Airline seats, hotel rooms and new drugs have these in common: high fixed costs, low marginal costs. The consequence is that you may end up paying more than the next customer for the same thing. You may feel ripped off.
The rational strategy for a producer is to carve a market into segments and charge each the most that it will bear. That means a hotel will get a high price for most of its rooms but cut deals through Priceline for rooms that would otherwise go empty. It means an airline will concoct restrictions like a Saturday night stay requirement in order to keep business travelers out of the cheap seats. It explains why a patented drug will have one price in the U.S. and a much lower one in another country, or one price for insured patients and a much lower one, via seemingly altruistic rebate offers, for uninsured patients.
Price discrimination provides much fodder for politicians. So it is that we have the federal government planning to negotiate prices for Medicare participants while Florida makes a show of importing drugs from Canada.
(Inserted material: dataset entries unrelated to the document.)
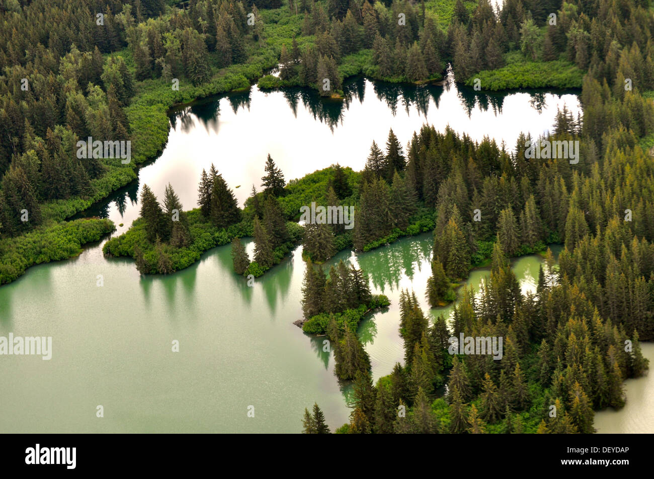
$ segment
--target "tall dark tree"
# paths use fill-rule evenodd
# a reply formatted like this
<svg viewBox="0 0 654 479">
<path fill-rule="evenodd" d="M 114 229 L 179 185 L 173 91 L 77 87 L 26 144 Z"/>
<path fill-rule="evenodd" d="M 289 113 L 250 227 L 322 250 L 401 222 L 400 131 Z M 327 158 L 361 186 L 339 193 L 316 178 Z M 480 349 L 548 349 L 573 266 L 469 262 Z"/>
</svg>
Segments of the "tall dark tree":
<svg viewBox="0 0 654 479">
<path fill-rule="evenodd" d="M 267 193 L 271 193 L 277 197 L 283 196 L 284 186 L 286 185 L 286 182 L 284 181 L 284 174 L 281 170 L 275 165 L 275 161 L 273 161 L 269 154 L 266 160 L 265 170 L 267 174 L 261 178 L 261 180 L 264 182 L 261 186 Z"/>
<path fill-rule="evenodd" d="M 245 252 L 245 247 L 241 242 L 241 240 L 236 237 L 232 240 L 232 264 L 234 272 L 238 274 L 245 273 L 250 264 L 250 258 Z"/>
</svg>

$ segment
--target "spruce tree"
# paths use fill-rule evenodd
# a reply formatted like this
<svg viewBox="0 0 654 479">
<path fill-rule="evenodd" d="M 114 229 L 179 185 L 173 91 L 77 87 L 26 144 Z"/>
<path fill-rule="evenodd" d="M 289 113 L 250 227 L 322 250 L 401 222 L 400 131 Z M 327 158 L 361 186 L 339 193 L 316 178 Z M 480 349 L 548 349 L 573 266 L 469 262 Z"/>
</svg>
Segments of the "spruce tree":
<svg viewBox="0 0 654 479">
<path fill-rule="evenodd" d="M 375 423 L 373 429 L 375 434 L 392 434 L 393 421 L 396 417 L 396 406 L 388 388 L 379 384 L 375 402 Z"/>
<path fill-rule="evenodd" d="M 261 186 L 267 193 L 272 193 L 277 197 L 283 196 L 284 186 L 286 185 L 286 182 L 284 181 L 284 174 L 281 170 L 277 167 L 269 154 L 266 160 L 264 169 L 267 174 L 261 178 L 263 182 Z"/>
<path fill-rule="evenodd" d="M 145 222 L 148 241 L 154 243 L 157 237 L 164 240 L 167 239 L 167 222 L 157 197 L 147 185 L 143 185 L 141 192 L 141 217 Z"/>
<path fill-rule="evenodd" d="M 450 282 L 439 260 L 432 261 L 432 276 L 427 280 L 427 299 L 432 308 L 442 306 L 450 290 Z"/>
<path fill-rule="evenodd" d="M 481 393 L 481 417 L 489 422 L 495 422 L 502 413 L 502 405 L 500 401 L 497 386 L 490 379 L 487 372 L 482 382 L 483 390 Z M 470 421 L 472 423 L 472 421 Z"/>
<path fill-rule="evenodd" d="M 274 250 L 290 239 L 286 218 L 277 199 L 271 194 L 266 195 L 264 212 L 264 225 Z"/>
<path fill-rule="evenodd" d="M 232 240 L 232 264 L 234 272 L 237 274 L 243 274 L 250 265 L 250 258 L 248 257 L 241 239 L 234 237 Z"/>
<path fill-rule="evenodd" d="M 456 386 L 450 386 L 450 432 L 453 434 L 462 434 L 470 425 L 466 416 L 466 404 Z"/>
<path fill-rule="evenodd" d="M 324 263 L 336 254 L 334 232 L 326 223 L 304 225 L 302 248 L 313 261 Z"/>
<path fill-rule="evenodd" d="M 311 413 L 306 408 L 304 408 L 304 419 L 302 420 L 303 434 L 316 434 L 316 421 L 311 416 Z"/>
<path fill-rule="evenodd" d="M 389 181 L 392 180 L 396 171 L 404 171 L 405 166 L 405 159 L 402 152 L 402 146 L 400 140 L 393 133 L 391 128 L 388 131 L 388 139 L 386 141 L 386 178 Z"/>
<path fill-rule="evenodd" d="M 468 432 L 470 434 L 485 434 L 486 424 L 479 416 L 477 408 L 474 405 L 470 406 L 470 414 L 468 416 L 468 422 L 470 425 Z"/>
<path fill-rule="evenodd" d="M 368 160 L 366 161 L 366 169 L 380 177 L 385 176 L 388 169 L 386 157 L 374 140 L 372 146 L 370 146 L 370 154 L 368 155 Z"/>
<path fill-rule="evenodd" d="M 329 427 L 325 423 L 325 416 L 318 407 L 318 403 L 313 403 L 313 424 L 316 428 L 316 434 L 329 434 Z"/>
<path fill-rule="evenodd" d="M 234 192 L 227 186 L 221 174 L 217 174 L 213 179 L 209 218 L 212 224 L 218 228 L 226 228 L 241 221 L 241 210 Z"/>
<path fill-rule="evenodd" d="M 261 225 L 259 217 L 254 217 L 254 261 L 264 269 L 273 265 L 273 248 L 270 237 Z"/>
<path fill-rule="evenodd" d="M 339 199 L 343 199 L 352 194 L 352 188 L 347 182 L 347 176 L 343 167 L 337 163 L 334 167 L 334 177 L 330 179 L 330 184 Z"/>
<path fill-rule="evenodd" d="M 213 165 L 211 167 L 213 167 Z M 213 178 L 210 178 L 207 174 L 207 172 L 203 169 L 199 186 L 198 188 L 198 191 L 199 193 L 198 204 L 199 205 L 202 216 L 207 219 L 209 219 L 209 213 L 211 211 L 211 192 L 213 190 Z"/>
</svg>

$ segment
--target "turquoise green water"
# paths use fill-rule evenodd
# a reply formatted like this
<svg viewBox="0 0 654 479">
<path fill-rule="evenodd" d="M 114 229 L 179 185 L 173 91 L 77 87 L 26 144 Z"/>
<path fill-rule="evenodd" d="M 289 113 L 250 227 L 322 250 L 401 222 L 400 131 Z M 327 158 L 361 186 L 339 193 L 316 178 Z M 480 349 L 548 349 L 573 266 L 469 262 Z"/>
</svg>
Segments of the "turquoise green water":
<svg viewBox="0 0 654 479">
<path fill-rule="evenodd" d="M 269 152 L 287 179 L 337 161 L 360 169 L 371 140 L 384 144 L 391 127 L 403 144 L 426 122 L 474 131 L 475 139 L 505 139 L 510 148 L 521 130 L 547 129 L 557 105 L 578 108 L 569 94 L 474 96 L 454 86 L 403 89 L 362 79 L 349 89 L 345 106 L 253 88 L 187 108 L 174 117 L 165 150 L 139 172 L 139 182 L 87 214 L 124 223 L 120 234 L 138 215 L 144 183 L 161 195 L 170 182 L 191 208 L 199 173 L 212 161 L 231 186 L 241 185 L 242 204 Z M 333 259 L 358 263 L 373 289 L 391 300 L 359 331 L 375 379 L 404 356 L 401 288 L 414 289 L 426 310 L 431 242 L 426 234 Z M 104 258 L 101 246 L 31 268 L 0 288 L 0 335 L 52 336 L 53 350 L 50 361 L 0 357 L 0 431 L 296 433 L 314 402 L 332 429 L 347 421 L 348 386 L 336 380 L 333 358 L 320 339 L 292 324 L 301 315 L 300 248 L 250 288 L 232 273 L 229 246 L 173 275 L 142 277 L 132 261 Z M 540 261 L 515 262 L 523 288 L 534 287 Z M 473 272 L 469 284 L 487 274 Z"/>
</svg>

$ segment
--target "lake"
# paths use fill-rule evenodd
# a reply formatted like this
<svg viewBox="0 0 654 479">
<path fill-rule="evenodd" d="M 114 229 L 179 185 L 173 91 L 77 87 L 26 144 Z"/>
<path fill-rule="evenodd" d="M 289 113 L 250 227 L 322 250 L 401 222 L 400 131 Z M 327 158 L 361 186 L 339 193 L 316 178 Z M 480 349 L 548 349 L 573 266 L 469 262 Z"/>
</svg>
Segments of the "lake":
<svg viewBox="0 0 654 479">
<path fill-rule="evenodd" d="M 548 130 L 557 107 L 566 105 L 576 116 L 579 109 L 570 91 L 486 95 L 452 84 L 415 87 L 361 78 L 347 82 L 345 91 L 339 102 L 307 90 L 266 93 L 254 86 L 174 112 L 160 157 L 139 171 L 138 181 L 81 216 L 111 218 L 118 235 L 138 216 L 143 184 L 162 198 L 170 182 L 184 207 L 195 207 L 200 174 L 212 162 L 231 187 L 240 186 L 235 192 L 242 205 L 252 184 L 259 188 L 269 153 L 288 180 L 336 162 L 361 169 L 373 140 L 384 145 L 392 128 L 405 145 L 424 123 L 440 130 L 449 125 L 478 140 L 489 136 L 512 149 L 521 131 Z M 76 258 L 30 268 L 0 288 L 0 335 L 52 337 L 50 361 L 14 355 L 0 361 L 0 431 L 298 433 L 304 408 L 315 402 L 332 430 L 347 421 L 350 386 L 339 384 L 321 339 L 292 324 L 301 316 L 301 247 L 250 288 L 232 272 L 229 246 L 173 275 L 145 277 L 131 261 L 105 258 L 103 242 Z M 251 241 L 247 247 L 251 254 Z M 431 248 L 427 233 L 368 253 L 341 252 L 328 264 L 358 264 L 373 291 L 391 301 L 359 330 L 375 380 L 404 356 L 402 288 L 415 289 L 427 310 Z M 535 288 L 541 261 L 514 261 L 525 291 Z M 477 286 L 487 274 L 473 271 L 468 284 Z M 174 340 L 179 352 L 172 351 Z M 608 422 L 631 427 L 625 416 L 613 417 Z M 629 417 L 639 420 L 638 412 Z"/>
</svg>

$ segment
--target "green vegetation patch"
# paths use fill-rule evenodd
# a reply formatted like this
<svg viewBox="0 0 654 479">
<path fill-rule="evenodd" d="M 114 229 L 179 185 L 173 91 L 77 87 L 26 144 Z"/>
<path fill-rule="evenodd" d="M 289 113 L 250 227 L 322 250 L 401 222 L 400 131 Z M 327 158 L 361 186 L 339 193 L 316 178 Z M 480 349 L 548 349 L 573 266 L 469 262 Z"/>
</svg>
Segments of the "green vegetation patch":
<svg viewBox="0 0 654 479">
<path fill-rule="evenodd" d="M 99 241 L 114 229 L 109 220 L 76 220 L 0 241 L 0 285 L 14 281 L 30 266 L 77 256 L 83 244 Z"/>
</svg>

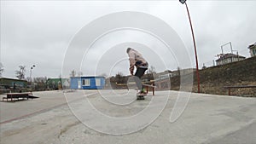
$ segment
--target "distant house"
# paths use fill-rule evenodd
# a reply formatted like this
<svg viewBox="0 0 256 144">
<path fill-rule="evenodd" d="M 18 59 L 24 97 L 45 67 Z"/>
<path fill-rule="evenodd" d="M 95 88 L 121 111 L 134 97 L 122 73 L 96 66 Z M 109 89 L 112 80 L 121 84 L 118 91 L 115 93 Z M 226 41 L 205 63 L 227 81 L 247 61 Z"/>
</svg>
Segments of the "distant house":
<svg viewBox="0 0 256 144">
<path fill-rule="evenodd" d="M 251 56 L 256 56 L 256 43 L 254 44 L 249 45 L 248 49 L 250 49 Z"/>
<path fill-rule="evenodd" d="M 217 66 L 225 65 L 231 62 L 240 61 L 245 60 L 244 56 L 241 56 L 234 54 L 223 54 L 220 55 L 219 58 L 216 60 Z"/>
<path fill-rule="evenodd" d="M 98 89 L 105 86 L 104 77 L 72 77 L 70 89 Z"/>
</svg>

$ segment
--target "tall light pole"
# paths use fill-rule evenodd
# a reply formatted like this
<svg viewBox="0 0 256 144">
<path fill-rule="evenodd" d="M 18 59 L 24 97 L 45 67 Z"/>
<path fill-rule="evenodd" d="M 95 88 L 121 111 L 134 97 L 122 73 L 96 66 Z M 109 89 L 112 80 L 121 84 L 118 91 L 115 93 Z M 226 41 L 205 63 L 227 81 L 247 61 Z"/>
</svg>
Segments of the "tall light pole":
<svg viewBox="0 0 256 144">
<path fill-rule="evenodd" d="M 199 71 L 198 71 L 198 60 L 197 60 L 197 53 L 196 53 L 196 46 L 195 46 L 195 35 L 194 35 L 194 31 L 193 31 L 193 26 L 192 26 L 192 22 L 191 22 L 191 18 L 189 11 L 189 8 L 186 3 L 186 0 L 179 0 L 181 3 L 185 3 L 189 19 L 189 23 L 190 23 L 190 27 L 191 27 L 191 32 L 192 32 L 192 37 L 193 37 L 193 42 L 194 42 L 194 49 L 195 49 L 195 62 L 196 62 L 196 76 L 197 76 L 197 92 L 200 93 L 200 77 L 199 77 Z"/>
<path fill-rule="evenodd" d="M 30 67 L 30 83 L 32 84 L 32 70 L 36 66 L 36 65 L 32 65 L 31 67 Z"/>
</svg>

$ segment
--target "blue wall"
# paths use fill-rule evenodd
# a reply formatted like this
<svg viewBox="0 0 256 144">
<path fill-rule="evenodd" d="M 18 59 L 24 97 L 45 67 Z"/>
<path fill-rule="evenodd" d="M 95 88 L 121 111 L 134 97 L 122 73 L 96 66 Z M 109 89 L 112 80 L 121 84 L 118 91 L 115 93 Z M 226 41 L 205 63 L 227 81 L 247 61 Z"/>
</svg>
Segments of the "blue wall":
<svg viewBox="0 0 256 144">
<path fill-rule="evenodd" d="M 79 89 L 79 81 L 81 81 L 80 77 L 71 78 L 70 78 L 70 89 Z"/>
<path fill-rule="evenodd" d="M 70 79 L 70 89 L 103 89 L 104 86 L 104 77 L 74 77 Z"/>
</svg>

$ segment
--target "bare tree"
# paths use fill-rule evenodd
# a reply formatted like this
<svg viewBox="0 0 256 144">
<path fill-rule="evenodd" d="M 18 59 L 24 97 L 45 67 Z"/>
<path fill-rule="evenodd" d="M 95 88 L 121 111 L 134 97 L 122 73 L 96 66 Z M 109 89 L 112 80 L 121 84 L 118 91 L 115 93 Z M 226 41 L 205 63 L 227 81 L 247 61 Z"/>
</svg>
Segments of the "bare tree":
<svg viewBox="0 0 256 144">
<path fill-rule="evenodd" d="M 0 62 L 0 77 L 2 77 L 3 72 L 3 64 Z"/>
<path fill-rule="evenodd" d="M 81 71 L 80 71 L 80 72 L 78 72 L 78 76 L 79 76 L 79 77 L 81 77 L 81 76 L 83 76 L 83 72 L 82 72 Z"/>
<path fill-rule="evenodd" d="M 19 66 L 19 67 L 20 67 L 20 70 L 15 71 L 16 77 L 19 79 L 25 79 L 26 66 L 20 65 L 20 66 Z"/>
<path fill-rule="evenodd" d="M 108 78 L 108 75 L 106 73 L 102 73 L 100 76 L 104 77 L 104 78 Z"/>
</svg>

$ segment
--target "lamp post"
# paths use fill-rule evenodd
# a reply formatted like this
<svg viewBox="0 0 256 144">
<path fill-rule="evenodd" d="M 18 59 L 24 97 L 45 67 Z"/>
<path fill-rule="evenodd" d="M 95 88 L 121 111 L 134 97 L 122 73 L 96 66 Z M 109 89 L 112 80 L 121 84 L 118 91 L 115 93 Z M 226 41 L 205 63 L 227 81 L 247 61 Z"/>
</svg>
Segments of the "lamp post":
<svg viewBox="0 0 256 144">
<path fill-rule="evenodd" d="M 199 77 L 199 71 L 198 71 L 198 60 L 197 60 L 196 46 L 195 46 L 195 35 L 194 35 L 191 18 L 190 18 L 190 14 L 189 14 L 189 8 L 188 8 L 186 0 L 179 0 L 179 2 L 183 4 L 185 3 L 188 15 L 189 15 L 189 20 L 190 28 L 191 28 L 191 32 L 192 32 L 192 37 L 193 37 L 193 42 L 194 42 L 195 56 L 195 63 L 196 63 L 197 92 L 200 93 L 200 77 Z"/>
<path fill-rule="evenodd" d="M 30 83 L 32 84 L 32 70 L 36 66 L 36 65 L 32 65 L 31 67 L 30 67 Z"/>
</svg>

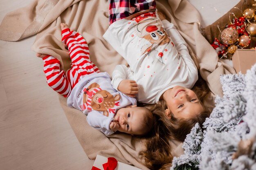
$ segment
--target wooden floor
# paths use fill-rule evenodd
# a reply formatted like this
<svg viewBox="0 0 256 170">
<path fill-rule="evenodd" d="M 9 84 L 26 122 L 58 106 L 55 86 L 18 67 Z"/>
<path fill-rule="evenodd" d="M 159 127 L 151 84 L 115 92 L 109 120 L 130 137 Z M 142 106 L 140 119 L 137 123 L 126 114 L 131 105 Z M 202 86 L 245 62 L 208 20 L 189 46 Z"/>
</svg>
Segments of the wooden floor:
<svg viewBox="0 0 256 170">
<path fill-rule="evenodd" d="M 0 22 L 32 0 L 0 1 Z M 31 50 L 35 36 L 0 41 L 0 169 L 91 170 L 57 94 L 46 83 L 43 61 Z"/>
<path fill-rule="evenodd" d="M 0 22 L 32 0 L 0 0 Z M 204 26 L 239 0 L 189 0 Z M 94 161 L 84 152 L 57 95 L 46 84 L 43 61 L 30 49 L 35 38 L 0 40 L 0 170 L 91 170 Z"/>
</svg>

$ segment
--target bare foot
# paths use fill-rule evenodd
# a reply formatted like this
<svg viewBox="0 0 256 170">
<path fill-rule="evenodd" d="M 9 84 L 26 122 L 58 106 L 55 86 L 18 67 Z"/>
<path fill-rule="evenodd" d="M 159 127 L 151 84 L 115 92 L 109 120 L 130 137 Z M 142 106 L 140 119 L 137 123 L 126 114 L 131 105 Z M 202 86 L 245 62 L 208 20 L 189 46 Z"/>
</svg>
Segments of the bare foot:
<svg viewBox="0 0 256 170">
<path fill-rule="evenodd" d="M 36 53 L 36 57 L 39 57 L 39 58 L 43 58 L 46 56 L 46 54 L 40 54 L 40 53 Z"/>
<path fill-rule="evenodd" d="M 62 23 L 61 24 L 61 30 L 63 30 L 66 28 L 68 28 L 68 25 L 65 23 Z"/>
</svg>

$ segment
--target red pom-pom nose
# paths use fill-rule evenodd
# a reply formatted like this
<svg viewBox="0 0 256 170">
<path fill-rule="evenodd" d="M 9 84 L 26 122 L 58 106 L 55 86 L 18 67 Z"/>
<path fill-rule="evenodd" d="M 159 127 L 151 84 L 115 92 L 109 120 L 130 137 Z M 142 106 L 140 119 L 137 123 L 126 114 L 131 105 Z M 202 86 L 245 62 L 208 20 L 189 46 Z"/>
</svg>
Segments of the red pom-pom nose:
<svg viewBox="0 0 256 170">
<path fill-rule="evenodd" d="M 102 98 L 102 97 L 100 97 L 98 99 L 98 102 L 99 103 L 102 103 L 102 102 L 103 102 L 103 99 Z"/>
<path fill-rule="evenodd" d="M 162 52 L 160 52 L 160 53 L 158 53 L 158 56 L 161 57 L 163 57 L 163 55 L 164 55 L 164 53 L 162 53 Z"/>
<path fill-rule="evenodd" d="M 155 31 L 157 29 L 157 27 L 155 25 L 149 25 L 146 28 L 146 31 L 148 33 Z"/>
</svg>

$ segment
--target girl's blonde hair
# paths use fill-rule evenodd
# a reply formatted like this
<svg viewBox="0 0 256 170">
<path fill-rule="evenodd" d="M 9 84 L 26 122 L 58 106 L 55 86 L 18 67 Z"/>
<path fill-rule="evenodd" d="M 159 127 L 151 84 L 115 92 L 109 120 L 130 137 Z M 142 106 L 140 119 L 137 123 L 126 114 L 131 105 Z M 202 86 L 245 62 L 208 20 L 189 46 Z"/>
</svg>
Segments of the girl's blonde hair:
<svg viewBox="0 0 256 170">
<path fill-rule="evenodd" d="M 205 82 L 202 80 L 198 81 L 196 86 L 192 88 L 201 104 L 202 100 L 209 92 Z M 150 169 L 165 169 L 171 166 L 173 157 L 171 153 L 169 140 L 183 142 L 195 124 L 198 123 L 202 128 L 203 123 L 210 114 L 204 108 L 204 111 L 190 119 L 178 119 L 171 113 L 169 119 L 165 113 L 167 108 L 166 102 L 162 100 L 151 109 L 155 119 L 154 128 L 146 137 L 146 150 L 139 154 L 144 159 L 145 165 Z"/>
</svg>

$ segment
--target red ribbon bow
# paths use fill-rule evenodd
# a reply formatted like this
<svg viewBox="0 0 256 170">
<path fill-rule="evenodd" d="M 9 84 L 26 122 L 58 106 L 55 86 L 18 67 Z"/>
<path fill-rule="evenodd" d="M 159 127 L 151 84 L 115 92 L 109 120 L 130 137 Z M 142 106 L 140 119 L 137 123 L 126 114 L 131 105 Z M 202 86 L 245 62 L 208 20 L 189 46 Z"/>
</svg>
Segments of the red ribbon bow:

And yet price discrimination can benefit customers, even the ones paying the high prices.
Suppose a drug costs $5 billion to develop and next to nothing to manufacture, and that, over the life of the patent, 5 million monthly prescriptions will be needed. To recover its investment, the pharmaceutical company has to average at least $1,000 for a month’s supply.
Suppose that half the patients can afford to pay $1,600 a month and the other half only $600. If the market can be segmented, revenue averages $1,100 and every patient gains. If it can’t be, the revenue potential is $3 billion at the low price or $4 billion at the high price. The drug company won’t invest the $5 billion and every patient loses access.
RxSense’s Rick Bates predicts that, in time, consumers won’t have insurance for unpatented drugs and will shop for them the way they do for headache remedies. But the market for novel remedies will remain a place for the art of the deal.